Insomma: testa bassa e pedalare. E’ questa la strategia di Bondi. E c’è da giurare che Frascati è stata per lui la prova generale della relazione che leggerà oggi a Gubbio. Se c’è un versante del berlusconismo che cerca di rinnovare i fasti dell’edonismo degli anni Novanta, ce ne è un altro – che lui vuole incarnare -che guarda a quella parte del Paese che cerca dalla politica una nuova spinta ideale. Bondi giustifica le sue scelte di coordinatore “come un fatto di moralità”. Applaude i giovani quando gli denunciano le insopportabili chiusure del partito. Guarda al popolo di Loreto corso ad ascoltare Ratzinger. Se ne sente ancora indegno. E dice che F.I. potrà dirsi un grande partito solo quando sarà riuscita a vincerne il pregiudizio e a conquistarne stabilmente la fiducia.
Dopo di lui, va in onda il dibattito sui partiti con Latorre, Zanda, Cicchitto, Gasparri e Storace. Sembra si siano messi d’accordo per rincuorare il coordinatore che ha appena finito la sua performance sin troppo autocritica. Della serie “su Sandro non t’abbattere. F.I. non è poi così male”. Latorre dice che il partito di plastica è una fantasia degli invidiosi. Dice anche che F.I. è radicata sul territorio ed ha una buona classe dirigente al punto che egli, da avversario, ne è sinceramente preoccupato. Gasparri gli fa eco: “Se qualcuno tocca F.I. dovrà vedersela anche con me”. A destra tutti, in fondo, vogliono il partito unico. Tranne Cicchitto il quale saggiamente spiega che, fino a quando non ci sta anche l’Udc, Forza Italia e A.N. non possono proprio fare a Casini un regalo così grande, lasciandogli sguarnito tutto lo spazio del centro moderato. A sinistra gli astanti ritengono l’antiberlusconismo una iattura. E, ancora una volta, è Cicchitto che deve ricordare loro come nello schieramento che rappresentano sono quasi gli unici a pensarla in quel modo.
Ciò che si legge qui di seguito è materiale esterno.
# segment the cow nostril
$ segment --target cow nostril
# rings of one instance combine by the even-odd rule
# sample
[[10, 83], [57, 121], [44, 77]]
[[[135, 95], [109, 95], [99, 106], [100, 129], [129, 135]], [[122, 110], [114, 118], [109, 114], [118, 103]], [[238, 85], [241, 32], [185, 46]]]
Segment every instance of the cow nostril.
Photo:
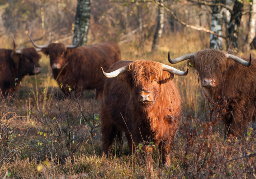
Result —
[[149, 101], [149, 94], [146, 95], [140, 95], [141, 100], [142, 101]]

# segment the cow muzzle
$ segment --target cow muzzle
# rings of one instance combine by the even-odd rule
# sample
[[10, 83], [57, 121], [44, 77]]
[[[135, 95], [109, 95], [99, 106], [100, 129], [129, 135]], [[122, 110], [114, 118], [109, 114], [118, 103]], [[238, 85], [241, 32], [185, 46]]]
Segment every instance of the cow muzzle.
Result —
[[59, 63], [54, 63], [52, 65], [52, 68], [53, 69], [60, 69], [61, 68], [61, 66]]
[[216, 86], [216, 82], [214, 79], [212, 78], [204, 78], [201, 85], [203, 87], [214, 87]]
[[42, 71], [42, 68], [41, 67], [36, 67], [33, 72], [34, 74], [38, 74], [41, 73]]
[[140, 101], [145, 103], [152, 102], [153, 101], [152, 95], [150, 93], [142, 92], [140, 93]]

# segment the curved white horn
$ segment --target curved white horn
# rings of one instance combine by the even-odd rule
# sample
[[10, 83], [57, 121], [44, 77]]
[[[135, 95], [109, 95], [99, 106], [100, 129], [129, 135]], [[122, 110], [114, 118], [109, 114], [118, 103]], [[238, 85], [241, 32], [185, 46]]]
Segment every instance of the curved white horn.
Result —
[[84, 37], [84, 34], [82, 34], [82, 36], [81, 36], [81, 38], [80, 38], [80, 40], [79, 40], [78, 42], [76, 43], [76, 45], [66, 45], [66, 48], [76, 48], [81, 43], [82, 40], [83, 39], [83, 38]]
[[188, 68], [187, 71], [186, 72], [182, 72], [167, 65], [162, 64], [162, 66], [164, 71], [166, 71], [174, 75], [178, 75], [179, 76], [185, 76], [188, 73]]
[[226, 54], [226, 56], [227, 57], [227, 58], [229, 58], [243, 65], [244, 66], [248, 67], [251, 65], [251, 62], [252, 62], [252, 57], [251, 56], [251, 54], [250, 54], [250, 60], [249, 62], [246, 62], [244, 59], [242, 59], [238, 56], [236, 56], [234, 55], [231, 55], [229, 54]]
[[29, 38], [30, 39], [30, 41], [31, 41], [32, 44], [33, 44], [33, 45], [35, 47], [38, 48], [46, 48], [47, 47], [48, 47], [48, 46], [49, 45], [50, 43], [52, 42], [52, 33], [51, 33], [51, 38], [49, 41], [48, 43], [46, 45], [42, 45], [40, 46], [39, 45], [37, 45], [34, 42], [34, 40], [33, 40], [33, 39], [32, 39], [32, 38], [31, 38], [31, 36], [30, 35], [29, 35], [29, 34], [28, 34], [28, 36], [29, 37]]
[[189, 59], [190, 58], [195, 58], [195, 53], [192, 53], [191, 54], [186, 54], [182, 56], [174, 58], [174, 59], [171, 59], [170, 57], [170, 51], [168, 52], [168, 61], [169, 62], [172, 64], [176, 64], [182, 61]]
[[110, 73], [105, 72], [103, 70], [102, 68], [101, 68], [101, 71], [102, 72], [103, 75], [107, 78], [113, 78], [123, 73], [127, 72], [127, 71], [128, 71], [128, 68], [127, 67], [127, 66], [125, 66]]

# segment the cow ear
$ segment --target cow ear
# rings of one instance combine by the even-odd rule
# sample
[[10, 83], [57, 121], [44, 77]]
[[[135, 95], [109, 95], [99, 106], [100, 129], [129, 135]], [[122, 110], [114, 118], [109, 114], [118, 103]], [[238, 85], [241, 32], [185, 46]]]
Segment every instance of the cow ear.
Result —
[[[129, 74], [129, 73], [124, 73], [119, 75], [118, 76], [118, 81], [127, 84], [131, 84], [132, 82], [132, 78]], [[129, 85], [129, 86], [131, 86], [131, 85]]]
[[188, 62], [187, 62], [187, 65], [188, 66], [193, 67], [195, 63], [195, 59], [194, 58], [190, 58]]
[[150, 76], [150, 78], [151, 80], [151, 82], [154, 82], [154, 81], [156, 81], [156, 75], [155, 75], [154, 74], [151, 75]]
[[163, 71], [162, 76], [159, 78], [158, 83], [162, 84], [166, 83], [170, 80], [171, 80], [174, 78], [174, 75], [165, 71]]
[[66, 54], [67, 55], [69, 55], [70, 54], [72, 53], [73, 52], [73, 49], [72, 48], [67, 48], [67, 50], [66, 51]]
[[43, 53], [44, 53], [44, 54], [45, 54], [46, 55], [49, 54], [49, 53], [48, 52], [48, 51], [47, 50], [47, 48], [42, 48], [41, 49], [41, 51], [42, 51]]
[[20, 64], [20, 57], [22, 55], [21, 54], [17, 54], [14, 53], [13, 52], [12, 53], [11, 56], [13, 59], [13, 61], [15, 65], [15, 69], [18, 70], [19, 68], [19, 65]]

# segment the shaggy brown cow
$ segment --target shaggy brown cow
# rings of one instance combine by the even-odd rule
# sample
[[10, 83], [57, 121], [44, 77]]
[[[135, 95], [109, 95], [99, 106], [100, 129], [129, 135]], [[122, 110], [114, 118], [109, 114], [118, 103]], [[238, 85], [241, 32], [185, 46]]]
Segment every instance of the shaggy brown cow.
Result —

Insomma: se non fosse per i battibecchi tra Gasparri e Storace, un tempo dello stesso partito e oggi “sposati fuori casa”, sembrerebbe di stare nel migliore dei mondi possibili. Dura poco. Carlo Panella, Efraim Inbar e di nuovo Mario Sechi chiudono la serata con un dibattito sul nucleare in Iran. Basta qualche minuto per comprendere che siamo ancora cittadini di questa terra.